Günlük yaşamda karşılaşılan sorunlar
MS’li birçok kişinin kas problemleri yaşadığını belirten Dr. Serkan Demir, “Bazı hastalarımızda bulgular yorgunluk, ağrılı kas spazmları, ani kas gerilmeleri ve kaskatı kesilmek ya da harekete direnç göstermek şeklinde olabilir. Bu bulgular, hareketi kontrol eden beyin ve omurilik sinirleri etrafında demiyelinizasyon meydana gelmesi sonucu oluşur. Yemek yemek gibi temel bir işlev için sürahiden bardağa su koymak, tencereyi taşımak gibi basit işler bile oldukça zor bir hale gelebilir” dedi.
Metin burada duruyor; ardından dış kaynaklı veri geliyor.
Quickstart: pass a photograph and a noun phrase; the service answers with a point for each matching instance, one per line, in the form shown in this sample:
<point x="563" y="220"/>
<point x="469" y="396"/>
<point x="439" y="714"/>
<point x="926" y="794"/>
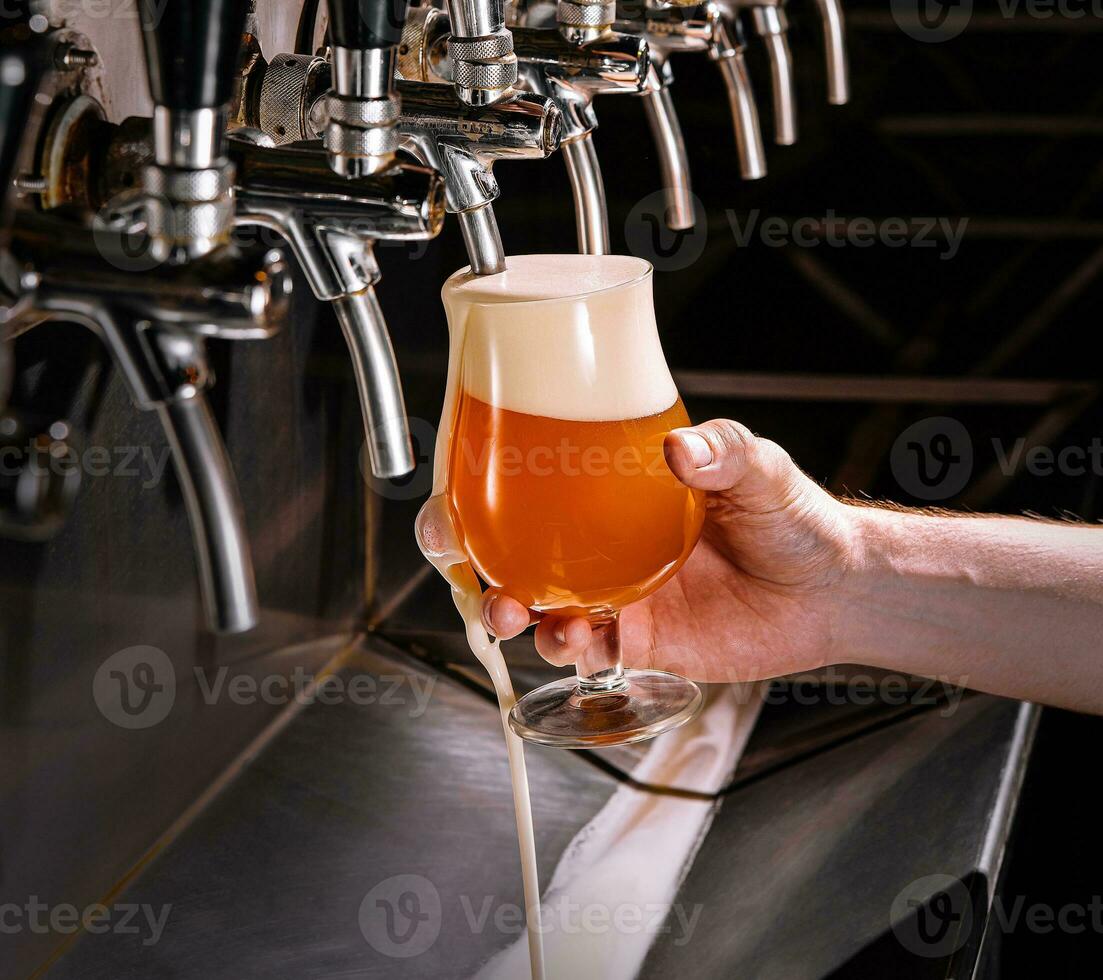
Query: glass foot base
<point x="651" y="703"/>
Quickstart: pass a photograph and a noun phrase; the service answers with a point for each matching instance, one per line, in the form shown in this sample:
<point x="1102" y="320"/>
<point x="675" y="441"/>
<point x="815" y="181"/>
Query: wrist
<point x="870" y="602"/>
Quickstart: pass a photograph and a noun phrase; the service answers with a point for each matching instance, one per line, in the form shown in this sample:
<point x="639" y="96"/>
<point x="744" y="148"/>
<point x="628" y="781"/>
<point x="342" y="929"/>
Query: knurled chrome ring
<point x="585" y="14"/>
<point x="190" y="222"/>
<point x="486" y="75"/>
<point x="356" y="141"/>
<point x="188" y="185"/>
<point x="282" y="109"/>
<point x="495" y="45"/>
<point x="361" y="112"/>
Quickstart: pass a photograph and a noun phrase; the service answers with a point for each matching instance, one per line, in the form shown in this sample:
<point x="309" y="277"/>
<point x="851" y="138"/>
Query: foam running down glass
<point x="557" y="483"/>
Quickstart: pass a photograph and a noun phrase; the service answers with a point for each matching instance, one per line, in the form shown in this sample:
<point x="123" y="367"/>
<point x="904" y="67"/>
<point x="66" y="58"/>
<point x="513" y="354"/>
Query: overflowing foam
<point x="569" y="337"/>
<point x="534" y="339"/>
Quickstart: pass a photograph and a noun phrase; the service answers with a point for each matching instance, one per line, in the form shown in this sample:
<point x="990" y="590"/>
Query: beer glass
<point x="557" y="485"/>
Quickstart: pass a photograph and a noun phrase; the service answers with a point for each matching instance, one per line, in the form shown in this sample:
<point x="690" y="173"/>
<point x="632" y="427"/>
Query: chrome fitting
<point x="361" y="112"/>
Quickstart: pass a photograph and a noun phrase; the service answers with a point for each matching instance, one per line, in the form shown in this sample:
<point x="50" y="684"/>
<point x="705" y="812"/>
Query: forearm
<point x="1006" y="605"/>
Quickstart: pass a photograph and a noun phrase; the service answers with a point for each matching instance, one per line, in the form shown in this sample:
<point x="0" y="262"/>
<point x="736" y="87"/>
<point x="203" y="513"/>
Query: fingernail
<point x="700" y="453"/>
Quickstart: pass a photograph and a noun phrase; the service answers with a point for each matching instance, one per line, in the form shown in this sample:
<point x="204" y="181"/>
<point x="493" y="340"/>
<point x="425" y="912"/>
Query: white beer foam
<point x="569" y="337"/>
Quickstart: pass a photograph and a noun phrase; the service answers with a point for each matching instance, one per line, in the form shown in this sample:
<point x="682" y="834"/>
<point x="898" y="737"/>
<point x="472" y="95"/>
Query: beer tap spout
<point x="591" y="215"/>
<point x="671" y="147"/>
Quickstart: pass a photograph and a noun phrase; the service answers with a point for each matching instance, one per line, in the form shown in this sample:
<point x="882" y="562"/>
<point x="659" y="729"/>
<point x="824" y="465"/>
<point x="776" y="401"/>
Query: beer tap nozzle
<point x="191" y="53"/>
<point x="331" y="231"/>
<point x="569" y="73"/>
<point x="838" y="80"/>
<point x="480" y="48"/>
<point x="726" y="48"/>
<point x="156" y="329"/>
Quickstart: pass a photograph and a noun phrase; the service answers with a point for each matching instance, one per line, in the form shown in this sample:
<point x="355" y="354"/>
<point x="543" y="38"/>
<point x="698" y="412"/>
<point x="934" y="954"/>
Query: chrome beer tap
<point x="704" y="28"/>
<point x="462" y="141"/>
<point x="361" y="109"/>
<point x="586" y="22"/>
<point x="771" y="24"/>
<point x="459" y="129"/>
<point x="156" y="326"/>
<point x="154" y="274"/>
<point x="331" y="224"/>
<point x="570" y="74"/>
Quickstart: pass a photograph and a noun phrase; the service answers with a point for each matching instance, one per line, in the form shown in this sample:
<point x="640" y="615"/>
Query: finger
<point x="561" y="641"/>
<point x="723" y="454"/>
<point x="504" y="616"/>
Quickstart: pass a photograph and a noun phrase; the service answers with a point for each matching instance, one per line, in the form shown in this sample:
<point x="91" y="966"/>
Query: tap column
<point x="192" y="48"/>
<point x="362" y="108"/>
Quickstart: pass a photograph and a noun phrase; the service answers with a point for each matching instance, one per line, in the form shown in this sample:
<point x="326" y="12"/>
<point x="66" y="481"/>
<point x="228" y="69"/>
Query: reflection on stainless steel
<point x="480" y="49"/>
<point x="222" y="545"/>
<point x="331" y="224"/>
<point x="589" y="192"/>
<point x="386" y="429"/>
<point x="674" y="163"/>
<point x="726" y="49"/>
<point x="463" y="141"/>
<point x="772" y="27"/>
<point x="838" y="76"/>
<point x="154" y="328"/>
<point x="570" y="75"/>
<point x="362" y="107"/>
<point x="700" y="28"/>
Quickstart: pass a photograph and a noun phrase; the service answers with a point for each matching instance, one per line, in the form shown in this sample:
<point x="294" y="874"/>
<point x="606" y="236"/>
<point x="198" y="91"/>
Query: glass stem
<point x="599" y="668"/>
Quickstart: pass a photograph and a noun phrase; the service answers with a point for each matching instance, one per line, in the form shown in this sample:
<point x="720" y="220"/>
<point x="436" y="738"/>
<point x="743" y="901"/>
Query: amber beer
<point x="560" y="400"/>
<point x="581" y="517"/>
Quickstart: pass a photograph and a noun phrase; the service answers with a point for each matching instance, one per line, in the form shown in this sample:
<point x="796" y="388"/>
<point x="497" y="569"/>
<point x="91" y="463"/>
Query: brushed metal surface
<point x="269" y="880"/>
<point x="799" y="872"/>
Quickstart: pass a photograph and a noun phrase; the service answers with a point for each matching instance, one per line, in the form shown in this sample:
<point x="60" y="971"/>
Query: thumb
<point x="721" y="455"/>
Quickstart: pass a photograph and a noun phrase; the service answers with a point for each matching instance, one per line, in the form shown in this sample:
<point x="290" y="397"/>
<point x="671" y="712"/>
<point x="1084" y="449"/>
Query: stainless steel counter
<point x="795" y="877"/>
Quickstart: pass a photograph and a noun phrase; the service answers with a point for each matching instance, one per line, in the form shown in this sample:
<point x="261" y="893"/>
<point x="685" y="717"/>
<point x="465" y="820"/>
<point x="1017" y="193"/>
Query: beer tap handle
<point x="156" y="329"/>
<point x="214" y="511"/>
<point x="20" y="72"/>
<point x="589" y="192"/>
<point x="484" y="67"/>
<point x="726" y="49"/>
<point x="362" y="107"/>
<point x="670" y="145"/>
<point x="838" y="82"/>
<point x="462" y="142"/>
<point x="772" y="27"/>
<point x="391" y="451"/>
<point x="331" y="232"/>
<point x="192" y="48"/>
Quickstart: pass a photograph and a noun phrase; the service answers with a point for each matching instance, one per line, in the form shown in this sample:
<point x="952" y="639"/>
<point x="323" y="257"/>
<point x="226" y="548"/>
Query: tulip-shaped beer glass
<point x="557" y="485"/>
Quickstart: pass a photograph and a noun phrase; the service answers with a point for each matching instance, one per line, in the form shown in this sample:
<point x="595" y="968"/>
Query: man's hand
<point x="758" y="596"/>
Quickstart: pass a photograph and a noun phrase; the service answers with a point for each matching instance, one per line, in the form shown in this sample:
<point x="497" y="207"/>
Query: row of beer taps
<point x="396" y="118"/>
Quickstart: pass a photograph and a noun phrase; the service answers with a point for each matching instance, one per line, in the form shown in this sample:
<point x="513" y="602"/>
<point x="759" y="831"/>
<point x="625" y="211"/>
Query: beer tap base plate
<point x="649" y="703"/>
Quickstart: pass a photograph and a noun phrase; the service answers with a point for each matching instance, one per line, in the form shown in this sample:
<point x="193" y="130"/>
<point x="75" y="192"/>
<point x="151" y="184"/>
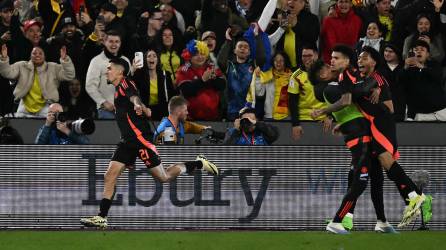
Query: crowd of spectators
<point x="57" y="51"/>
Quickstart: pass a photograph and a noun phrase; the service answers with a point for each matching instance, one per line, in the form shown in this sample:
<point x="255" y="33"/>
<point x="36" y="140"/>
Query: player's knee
<point x="386" y="160"/>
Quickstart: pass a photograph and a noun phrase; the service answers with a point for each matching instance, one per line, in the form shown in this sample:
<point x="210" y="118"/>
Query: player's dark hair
<point x="121" y="62"/>
<point x="113" y="33"/>
<point x="313" y="73"/>
<point x="373" y="54"/>
<point x="175" y="102"/>
<point x="345" y="50"/>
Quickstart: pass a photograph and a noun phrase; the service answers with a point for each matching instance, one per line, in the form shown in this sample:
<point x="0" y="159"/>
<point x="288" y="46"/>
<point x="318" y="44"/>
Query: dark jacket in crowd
<point x="303" y="35"/>
<point x="396" y="89"/>
<point x="49" y="135"/>
<point x="166" y="90"/>
<point x="424" y="89"/>
<point x="219" y="22"/>
<point x="21" y="47"/>
<point x="51" y="18"/>
<point x="263" y="134"/>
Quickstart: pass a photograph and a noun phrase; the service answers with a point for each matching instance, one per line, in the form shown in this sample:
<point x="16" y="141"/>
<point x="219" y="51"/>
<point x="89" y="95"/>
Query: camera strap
<point x="246" y="137"/>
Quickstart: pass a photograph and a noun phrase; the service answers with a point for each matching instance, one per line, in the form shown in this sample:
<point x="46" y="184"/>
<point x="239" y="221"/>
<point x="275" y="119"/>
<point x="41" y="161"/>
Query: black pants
<point x="361" y="162"/>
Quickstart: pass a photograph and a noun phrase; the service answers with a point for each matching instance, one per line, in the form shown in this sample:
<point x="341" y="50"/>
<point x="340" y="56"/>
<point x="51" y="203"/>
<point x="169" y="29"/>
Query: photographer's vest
<point x="165" y="123"/>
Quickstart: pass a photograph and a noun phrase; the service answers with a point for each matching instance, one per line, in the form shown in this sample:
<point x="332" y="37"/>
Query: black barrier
<point x="279" y="188"/>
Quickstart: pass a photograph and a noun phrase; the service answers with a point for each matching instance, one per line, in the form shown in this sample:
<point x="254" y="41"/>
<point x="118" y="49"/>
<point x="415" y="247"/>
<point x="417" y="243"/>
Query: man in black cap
<point x="72" y="39"/>
<point x="131" y="116"/>
<point x="423" y="85"/>
<point x="248" y="131"/>
<point x="390" y="70"/>
<point x="6" y="96"/>
<point x="52" y="12"/>
<point x="108" y="16"/>
<point x="6" y="10"/>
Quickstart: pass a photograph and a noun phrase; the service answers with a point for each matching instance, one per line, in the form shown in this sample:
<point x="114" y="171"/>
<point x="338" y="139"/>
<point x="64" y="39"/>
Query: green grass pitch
<point x="209" y="240"/>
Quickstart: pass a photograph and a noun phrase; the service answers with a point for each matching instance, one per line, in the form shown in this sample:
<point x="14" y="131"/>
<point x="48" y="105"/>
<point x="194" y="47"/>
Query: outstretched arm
<point x="139" y="107"/>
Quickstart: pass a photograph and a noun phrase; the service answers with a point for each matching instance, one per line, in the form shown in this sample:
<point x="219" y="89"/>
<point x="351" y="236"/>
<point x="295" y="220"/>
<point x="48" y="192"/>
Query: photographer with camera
<point x="248" y="131"/>
<point x="421" y="79"/>
<point x="171" y="129"/>
<point x="56" y="130"/>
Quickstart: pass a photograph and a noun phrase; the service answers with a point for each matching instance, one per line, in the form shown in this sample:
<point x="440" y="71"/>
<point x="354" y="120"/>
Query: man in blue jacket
<point x="55" y="131"/>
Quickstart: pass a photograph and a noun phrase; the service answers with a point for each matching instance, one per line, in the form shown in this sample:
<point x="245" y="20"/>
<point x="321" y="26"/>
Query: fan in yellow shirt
<point x="301" y="93"/>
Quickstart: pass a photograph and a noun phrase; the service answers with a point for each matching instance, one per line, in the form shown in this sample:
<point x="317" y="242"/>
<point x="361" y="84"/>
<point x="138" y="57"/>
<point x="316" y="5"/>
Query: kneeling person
<point x="131" y="116"/>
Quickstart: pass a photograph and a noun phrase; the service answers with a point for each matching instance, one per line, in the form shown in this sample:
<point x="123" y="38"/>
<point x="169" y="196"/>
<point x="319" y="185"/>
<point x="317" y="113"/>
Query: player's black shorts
<point x="127" y="151"/>
<point x="383" y="130"/>
<point x="355" y="128"/>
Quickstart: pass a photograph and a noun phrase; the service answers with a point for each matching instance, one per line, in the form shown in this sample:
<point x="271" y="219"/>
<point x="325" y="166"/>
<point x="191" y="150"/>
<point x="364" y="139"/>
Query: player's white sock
<point x="412" y="195"/>
<point x="182" y="169"/>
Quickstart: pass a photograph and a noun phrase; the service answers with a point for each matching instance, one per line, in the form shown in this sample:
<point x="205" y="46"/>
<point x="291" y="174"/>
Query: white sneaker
<point x="95" y="221"/>
<point x="336" y="228"/>
<point x="208" y="165"/>
<point x="384" y="227"/>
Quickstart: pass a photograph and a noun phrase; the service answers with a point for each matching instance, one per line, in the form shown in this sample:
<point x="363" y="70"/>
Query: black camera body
<point x="80" y="126"/>
<point x="61" y="116"/>
<point x="246" y="125"/>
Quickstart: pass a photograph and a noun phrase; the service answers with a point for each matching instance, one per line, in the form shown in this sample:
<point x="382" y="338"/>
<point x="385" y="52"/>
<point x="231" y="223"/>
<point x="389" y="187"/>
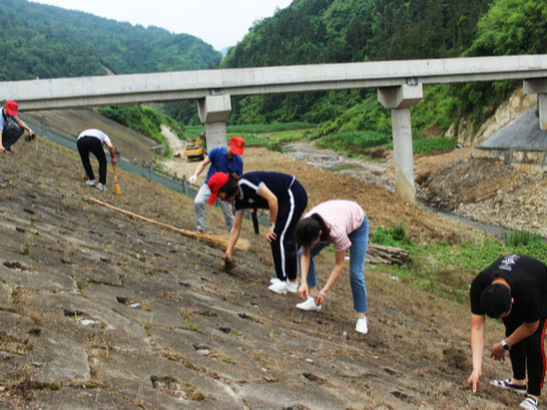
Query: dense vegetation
<point x="46" y="42"/>
<point x="441" y="268"/>
<point x="332" y="31"/>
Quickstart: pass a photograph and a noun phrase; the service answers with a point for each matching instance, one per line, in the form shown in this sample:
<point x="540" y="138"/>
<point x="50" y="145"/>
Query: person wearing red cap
<point x="91" y="141"/>
<point x="222" y="159"/>
<point x="12" y="128"/>
<point x="286" y="200"/>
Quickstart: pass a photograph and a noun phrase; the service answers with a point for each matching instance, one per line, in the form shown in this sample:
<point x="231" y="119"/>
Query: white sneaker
<point x="293" y="286"/>
<point x="309" y="304"/>
<point x="361" y="325"/>
<point x="279" y="287"/>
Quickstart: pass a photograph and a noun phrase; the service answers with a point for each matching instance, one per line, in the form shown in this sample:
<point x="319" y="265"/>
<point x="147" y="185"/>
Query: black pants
<point x="11" y="134"/>
<point x="92" y="145"/>
<point x="291" y="206"/>
<point x="529" y="354"/>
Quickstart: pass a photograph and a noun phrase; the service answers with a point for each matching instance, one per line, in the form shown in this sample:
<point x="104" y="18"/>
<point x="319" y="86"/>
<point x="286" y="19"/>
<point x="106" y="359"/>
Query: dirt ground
<point x="101" y="310"/>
MS hastaları tecrübelerini paylaştı
MS teşhisi ile tedavi gören rap sanatçısı Mehmethan Kurtuluş (30) ve Cem İper (47) hastalıkları ile ilgili tecrübelerini paylaştı. Konuşma güçlüğü ile karşılaştığını ve MS teşhisinin 5 yıl önce konulduğunu belirten Mehmethan Kurtuluş, hayata pozitif bakmanın hastalıkla mücadelede önemli olduğunu söyledi. Hastalığının topuğundaki bir uyuşma ile başladığını belirten Cem İper, 2015 yılında teşhis konulduğunu, kontrollerini düzenli olarak yaptırdığını söyledi. Cem İper de yakın çevrenin desteğinin önemine işaret etti.
MS hastaları bir günde ne yaşıyor?
Basın toplantısında, özel olarak hazırlanan deneyimleme alanı basın mensuplarına gezdirildi. Deneyimleme alanı, MS’li bireylerin günlük hayatta yaşadıkları sorunların ve fiziksel güçlüklerin anlaşılması için özel olarak tasarlandı. Bu alanda MS’li bireylerin yaşadığı denge sorunu, his kaybı, bitkinlik, kas katılığı ve bulanık görme gibi fiziksel güçlüklerin anlaşılması ve sağlıklı kişilerin MS hastaları ile empati kurmaları hedeflendi.